Her concern for her son ultimately made her seek help. “So I discovered something called EMDR, which was the most healing,” she said. But that didn’t mean it was easy to start: “I was so scared to do it.”
Eye Movement Desensitization and Reprocessing (EMDR) is a form of therapy that was originally developed for post-traumatic stress disorder in 1987. According to the American Psychological Association, a clinician takes a history to understand which memories, triggers, or goals are important for the patient and then explains what they can expect from the process.
During the actual EMDR process, a patient will be asked to focus on a triggering memory, and the therapist will initiate bilateral left-right stimulation (for example, tones alternating in the patient’s ears, tapping on either side of the body, or tracking a light or finger with your eyes).
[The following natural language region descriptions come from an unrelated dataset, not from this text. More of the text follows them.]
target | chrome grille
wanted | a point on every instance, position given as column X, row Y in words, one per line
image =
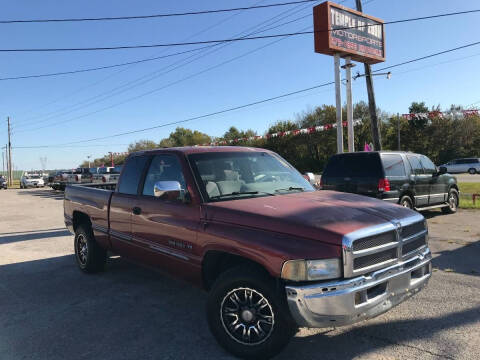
column 412, row 229
column 414, row 245
column 374, row 259
column 379, row 246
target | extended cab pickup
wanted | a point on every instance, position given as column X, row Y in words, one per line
column 243, row 224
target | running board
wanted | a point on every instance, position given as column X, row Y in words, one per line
column 432, row 207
As SELF previously reported, it’s not yet clear exactly how this process may help people work through issues like PTSD, but one theory is that this type of multitasking affects how your mind remembers triggering events.
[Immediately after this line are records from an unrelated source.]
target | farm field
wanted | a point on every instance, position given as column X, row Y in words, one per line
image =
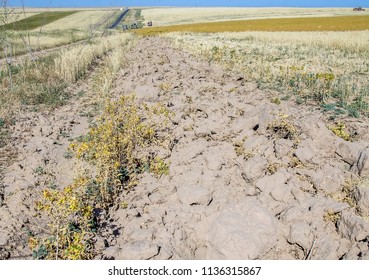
column 175, row 16
column 339, row 23
column 56, row 28
column 191, row 144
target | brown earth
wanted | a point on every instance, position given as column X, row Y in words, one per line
column 249, row 179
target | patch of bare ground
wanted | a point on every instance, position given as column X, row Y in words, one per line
column 248, row 178
column 36, row 157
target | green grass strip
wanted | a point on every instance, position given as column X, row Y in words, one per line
column 38, row 20
column 338, row 23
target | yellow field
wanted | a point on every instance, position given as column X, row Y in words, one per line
column 331, row 68
column 83, row 20
column 339, row 23
column 174, row 16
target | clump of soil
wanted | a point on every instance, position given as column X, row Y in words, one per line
column 248, row 178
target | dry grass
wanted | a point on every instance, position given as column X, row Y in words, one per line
column 330, row 68
column 43, row 82
column 74, row 63
column 83, row 20
column 174, row 16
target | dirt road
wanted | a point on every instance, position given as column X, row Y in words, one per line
column 249, row 179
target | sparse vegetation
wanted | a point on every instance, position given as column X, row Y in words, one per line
column 36, row 21
column 320, row 67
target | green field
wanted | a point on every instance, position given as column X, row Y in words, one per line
column 38, row 20
column 339, row 23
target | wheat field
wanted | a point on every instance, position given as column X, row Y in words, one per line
column 331, row 68
column 174, row 16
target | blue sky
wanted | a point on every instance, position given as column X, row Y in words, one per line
column 199, row 3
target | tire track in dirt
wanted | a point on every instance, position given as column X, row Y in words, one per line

In Bullock’s case, she had paddles that vibrated as she recalled the home invasion. “I had the paddles and it is literally the therapist going, ‘Start where you first find yourself in the house,’ and I was like, ‘Well, I was in the closet and I heard him banging on the door,’” she recounted. “And then he said, ‘Okay, hold that feeling,’ and then he started vibrating the paddles. And the paddles were inconsistent. So in your mind’s eye—your eyes are closed—I was going back and forth mentally to wherever the paddle was vibrating.”
But the process also brought up childhood memories that she realized she had to address. “So by the time he took me through, it was about two hours worth, I realized I had gone on this entire journey. And it was inside my house. But all of a sudden it went to unsafe relationships. Unsafe childhood moments,” she said. “And when I got out of it, I realized I have surrounded myself often with unsafe people in situations and put myself there. I’ve no one else to blame but myself because that was the most familiar feeling I had.”
Another thing that encouraged her to get help was a series of unfortunate circumstances that pushed her body and mind to the breaking point. First, her son, Louie, had a grand mal seizure from a high fever. “I thought he had died,” she said. Then her hair started falling out after she pulled it too tight for an awards ceremony. Then she was bitten by a poisonous spider, all in a matter of days. And then the break-in happened. “I literally had to take inventory, going, if I don’t pull it together, I’m gonna die. Something is gonna happen to my body that I can’t control.”
These were undeniably difficult experiences, though Bullock said she’s gained new coping skills because of them. “I learned to ask for help. I’m not good at asking for help. It’s not how I was raised. I had to ask for help. I’m still not great at it. I’m getting better,” she said.